We address the question of compared performance metrics in the first place. The current state-of-the-art in POS tagging reaches 97-98% accuracy across most languages (Wang 2021), while up-to-date morphological analyzers show an accuracy of 90-92% for morphologically rich languages (Şahin 2020). Modern lemmatizers typically reach 95-97% accuracy (Kanerva 2020) and sentence segmentation systems present F1-scores of 95% (Agustyniak 2020). The dependency parsing of natural languages achieves UAS scores of 95-97% and LAS scores of 93-95% (Ahmad 2023).

In the processing of a historical language like Old English the results obtained so far do not reach the standards of natural languages for the reasons mentioned above. A relevant contribution to this field so far has been recently published by Villa and Giarda (2023), who also explore the methodologies of parsing Old English within the UD framework, although their work differs significantly from the present study as to dataset construction, training methodologies, and syntactic analysis. Beginning with datasets, Villa and Giarda’s work focuses on a small, manually annotated dataset derived from two religious prose texts: Adrian and Ritheus and Ælfric’s Supplemental Homilies. Their corpus comprises 292 sentences (5,315 tokens) converted from the YCOE into CoNLL-U format. To compensate for data scarcity, they employed cross-lingual transfer learning, training UUParser v2.4 on combinations of Old English data and treebanks from three modern Germanic languages. The authors reduced support language treebanks to 60k tokens to avoid bias from larger datasets. In contrast, this study uses a larger and more diverse dataset (25k words) sourced from multiple Old English texts, including chronicles, as well as historical, religious, legal and biblical texts. Unlike Villa and Giarda, this study trains models from scratch using spaCy pipelines and tests them.

Turning to learning methods and training approaches, Villa and Giarda’s methodology involved multilingual transfer learning, which is based on the hypothesis that the structural similarities of related languages can improve parsing accuracy. Villa and Giarda trained their models on Old English alone and in combination with Icelandic, German, and Swedish, both individually and collectively. Their best-performing model combined Old English with Icelandic (UAS 68.44%, LAS 58.70%), likely due to Icelandic’s conservative morpho-syntax (comprising case marking as well as V2 syntax) and distinctive graphemes (<æ/Æ> and <ð/Ð>). However, they observed diminishing returns when adding German or Swedish, which they attributed to syntactic divergences (like rigid SVO order in Swedish vs. relative flexibility in Old English). Notably, their monolingual Old English model underperformed (UAS 60.79%, LAS 47.23%).

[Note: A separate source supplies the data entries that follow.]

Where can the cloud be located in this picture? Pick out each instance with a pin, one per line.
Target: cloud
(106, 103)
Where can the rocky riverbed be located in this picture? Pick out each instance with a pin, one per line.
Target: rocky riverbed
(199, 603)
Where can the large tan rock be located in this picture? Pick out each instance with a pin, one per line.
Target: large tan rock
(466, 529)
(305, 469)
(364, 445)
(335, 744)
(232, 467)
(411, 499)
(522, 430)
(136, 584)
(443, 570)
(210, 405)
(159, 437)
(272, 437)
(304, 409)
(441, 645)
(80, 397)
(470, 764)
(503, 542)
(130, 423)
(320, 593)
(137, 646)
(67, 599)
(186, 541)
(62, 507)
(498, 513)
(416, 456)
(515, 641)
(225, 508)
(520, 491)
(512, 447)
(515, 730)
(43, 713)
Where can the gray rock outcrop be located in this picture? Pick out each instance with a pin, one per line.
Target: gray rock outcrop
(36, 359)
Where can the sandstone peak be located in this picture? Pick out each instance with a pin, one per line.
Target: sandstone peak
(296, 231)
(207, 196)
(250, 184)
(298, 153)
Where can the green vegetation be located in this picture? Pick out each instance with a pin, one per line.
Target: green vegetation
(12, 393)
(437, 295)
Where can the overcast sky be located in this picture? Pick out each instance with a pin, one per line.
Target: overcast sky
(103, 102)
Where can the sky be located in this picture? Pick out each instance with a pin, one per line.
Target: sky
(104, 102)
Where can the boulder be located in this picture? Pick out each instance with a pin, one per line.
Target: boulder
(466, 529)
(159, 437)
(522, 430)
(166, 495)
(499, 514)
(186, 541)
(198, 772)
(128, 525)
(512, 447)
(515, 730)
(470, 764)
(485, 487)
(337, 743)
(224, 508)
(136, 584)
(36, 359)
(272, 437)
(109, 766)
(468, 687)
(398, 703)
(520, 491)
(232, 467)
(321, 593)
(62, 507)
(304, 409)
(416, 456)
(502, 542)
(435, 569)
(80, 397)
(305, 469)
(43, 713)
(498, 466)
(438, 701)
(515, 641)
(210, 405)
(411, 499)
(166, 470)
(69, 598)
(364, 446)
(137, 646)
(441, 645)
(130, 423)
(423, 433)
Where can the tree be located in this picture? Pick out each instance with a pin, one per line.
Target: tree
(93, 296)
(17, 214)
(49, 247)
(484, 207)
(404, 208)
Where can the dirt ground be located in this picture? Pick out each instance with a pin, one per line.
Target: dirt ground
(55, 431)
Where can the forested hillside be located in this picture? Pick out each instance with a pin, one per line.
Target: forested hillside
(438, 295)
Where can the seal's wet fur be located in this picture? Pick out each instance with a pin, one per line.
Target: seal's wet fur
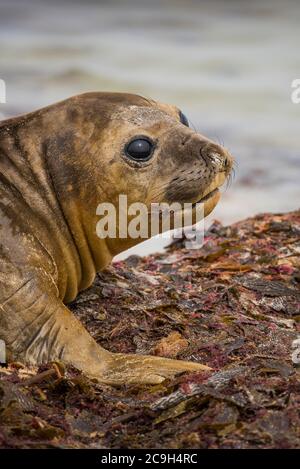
(56, 165)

This study gives priority to monolingual pretraining and dataset size. The pretrained model presented in this study achieves the highest scores (UAS 83.24%, LAS 74.23% with 20k words) and outperforms the MobileBERT transformer, which struggles as consequence of the lexical and graphemic differences between Old English and Present-Day English. Villa and Giarda’s lower overall scores (maximal LAS 58.70%) likely stem from their smaller training data and the heterogeneity of their support languages. By contrast, the larger dataset selected for this study enables better generalisation, particularly for morphosyntactic features like case (80.1% accuracy) and tense (83.8%). The models used in this study excel at local dependencies including, for example, possessive determiners (90.4% accuracy) but often fail to capture long-distance relations like clausal complements (25.5% accuracy). Villa and Giarda (2023) as well as this study show a consistent gap between UAS and LAS, which reflects the difficulty of labeling dependency relations compared to identifying head-dependent attachments. Villa and Giarda’s best model (Icelandic+Old English) achieved a 9.74-point gap (UAS 68.44% vs. LAS 58.70%), while the pretrained model of this study returns a 9.01-point difference (UAS 83.24% vs. LAS 74.23%).

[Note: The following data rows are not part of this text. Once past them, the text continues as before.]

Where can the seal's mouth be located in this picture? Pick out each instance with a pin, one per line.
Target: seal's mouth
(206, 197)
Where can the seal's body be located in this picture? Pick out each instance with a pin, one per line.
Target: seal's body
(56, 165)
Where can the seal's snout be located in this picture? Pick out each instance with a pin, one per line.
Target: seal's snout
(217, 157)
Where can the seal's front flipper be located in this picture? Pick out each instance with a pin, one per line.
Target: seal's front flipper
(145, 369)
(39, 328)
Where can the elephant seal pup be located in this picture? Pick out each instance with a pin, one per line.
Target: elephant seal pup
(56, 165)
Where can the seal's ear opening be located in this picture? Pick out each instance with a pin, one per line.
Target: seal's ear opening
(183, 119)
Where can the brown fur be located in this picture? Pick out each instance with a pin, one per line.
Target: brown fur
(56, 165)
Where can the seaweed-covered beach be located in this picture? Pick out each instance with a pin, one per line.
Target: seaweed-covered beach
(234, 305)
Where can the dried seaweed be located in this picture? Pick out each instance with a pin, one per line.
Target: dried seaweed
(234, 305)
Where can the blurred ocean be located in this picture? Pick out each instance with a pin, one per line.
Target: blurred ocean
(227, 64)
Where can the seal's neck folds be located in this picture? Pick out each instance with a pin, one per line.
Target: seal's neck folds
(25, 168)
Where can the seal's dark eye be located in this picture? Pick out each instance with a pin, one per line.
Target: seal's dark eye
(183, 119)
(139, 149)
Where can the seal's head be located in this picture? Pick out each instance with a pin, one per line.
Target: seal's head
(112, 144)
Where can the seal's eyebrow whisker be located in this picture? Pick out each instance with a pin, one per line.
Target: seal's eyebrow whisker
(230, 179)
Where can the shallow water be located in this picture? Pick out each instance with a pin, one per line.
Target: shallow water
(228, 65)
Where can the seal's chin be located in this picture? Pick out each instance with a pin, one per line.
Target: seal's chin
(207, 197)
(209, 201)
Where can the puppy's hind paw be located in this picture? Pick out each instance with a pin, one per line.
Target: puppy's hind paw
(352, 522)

Both studies identify non-projective dependencies as a major issue of automatic parsing. Villa and Giarda highlight discontinuous constituents, particularly in relative clauses, where the antecedent and relative pronoun are separated by adjuncts. This study reports 0% accuracy on non-projective structures, such as relative clauses, clausal modifiers, and conjunctions. These shortcomings can be attributed to the variable word order of Old English, which gives rise to crossing dependencies that are not compatible with transition-based parsing algorithms (Martin and Jurafsky 2020: 284).

We examine the question of the impact of dataset sizes now. Across all training methods, a clear correlation between dataset size and parsing accuracy emerges, though with important differences as far as learning patterns and efficiency are concerned. The relationship between dataset size and parsing accuracy follows a non-linear pattern with diminishing returns. The most remarkable improvements occur in the transition from 1,000 to 5,000 words, with the baseline model showing gains of +11.61% UAS and +25.85% LAS. The pretrained model, which starts from a higher baseline, achieves significant improvements of +7.99% UAS and +28.49% LAS. Subsequent increases from 5,000 to 10,000 words and from 10,000 to 20,000 words yield smaller improvements. The rate of improvement does not plateau even at 20,000 words, which suggests that the limit of useful training data has not yet been reached.

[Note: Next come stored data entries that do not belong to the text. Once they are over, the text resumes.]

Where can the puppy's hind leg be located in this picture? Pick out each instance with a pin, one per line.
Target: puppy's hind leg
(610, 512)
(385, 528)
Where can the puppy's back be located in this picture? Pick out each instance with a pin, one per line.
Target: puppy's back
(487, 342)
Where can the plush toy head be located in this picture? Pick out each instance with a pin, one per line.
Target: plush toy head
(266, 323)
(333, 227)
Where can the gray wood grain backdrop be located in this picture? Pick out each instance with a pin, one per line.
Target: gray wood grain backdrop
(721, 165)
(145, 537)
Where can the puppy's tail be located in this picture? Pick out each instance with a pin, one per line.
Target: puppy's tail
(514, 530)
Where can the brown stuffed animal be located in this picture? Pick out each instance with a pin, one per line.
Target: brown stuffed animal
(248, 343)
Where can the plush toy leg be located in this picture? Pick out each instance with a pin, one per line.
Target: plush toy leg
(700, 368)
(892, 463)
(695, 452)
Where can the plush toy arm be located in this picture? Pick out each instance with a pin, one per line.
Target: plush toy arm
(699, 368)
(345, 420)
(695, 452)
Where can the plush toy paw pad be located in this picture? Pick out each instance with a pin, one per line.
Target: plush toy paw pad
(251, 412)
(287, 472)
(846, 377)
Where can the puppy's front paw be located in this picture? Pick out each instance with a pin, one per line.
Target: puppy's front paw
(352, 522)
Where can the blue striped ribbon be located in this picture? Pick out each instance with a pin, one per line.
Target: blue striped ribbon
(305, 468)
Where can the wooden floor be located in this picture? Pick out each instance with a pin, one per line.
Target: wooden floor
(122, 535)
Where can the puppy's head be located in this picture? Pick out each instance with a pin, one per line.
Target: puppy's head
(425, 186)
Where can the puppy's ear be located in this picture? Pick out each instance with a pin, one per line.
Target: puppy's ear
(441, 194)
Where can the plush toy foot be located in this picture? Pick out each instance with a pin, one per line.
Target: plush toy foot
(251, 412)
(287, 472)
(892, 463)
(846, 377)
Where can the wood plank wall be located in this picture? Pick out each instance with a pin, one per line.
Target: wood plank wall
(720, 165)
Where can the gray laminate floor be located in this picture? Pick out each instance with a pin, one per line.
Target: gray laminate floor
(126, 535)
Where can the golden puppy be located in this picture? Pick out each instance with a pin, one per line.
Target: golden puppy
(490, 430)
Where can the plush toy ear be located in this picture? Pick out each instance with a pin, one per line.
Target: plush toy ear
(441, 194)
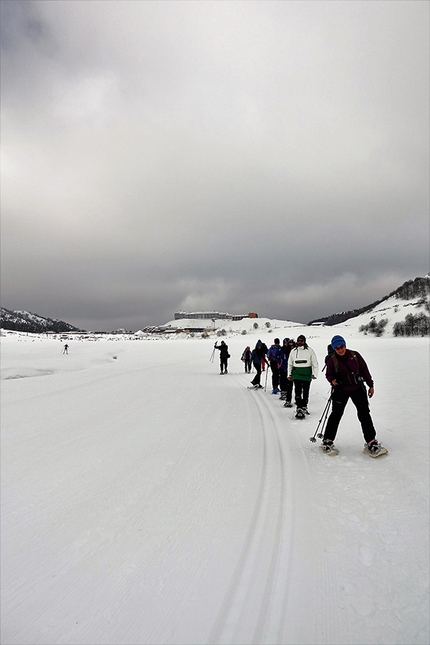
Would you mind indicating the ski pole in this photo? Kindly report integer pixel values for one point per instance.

The three models tested in this study demonstrate different scaling characteristics. The pretrained model outperforms the alternatives at all dataset sizes, as it achieves 83.24% UAS and 74.23% LAS with 20,000 words. This architecture also shows better data efficiency because it reaches higher accuracy levels with smaller datasets than the baseline model for comparable performance. In contrast, the transformer-based approach consistently underperforms, reaching only 60.17% UAS and 45.51% LAS even with the largest dataset. The poor scaling efficiency of the transformer model may be put down to its larger parameter space, which cannot be adequately trained with limited historical language data.

Different annotation tasks exhibit distinct learning trajectories across dataset sizes. POS tagging and morphological feature recognition reach near-optimal performance relatively quickly, in such a way that the pretrained model achieves over 90% accuracy for POS tagging at just 5,000 words. These tasks benefit from the relatively closed sets of possible tags and the strong correlation between word form and morphological features in Old English. Dependency parsing continues to improve substantially across all dataset increments.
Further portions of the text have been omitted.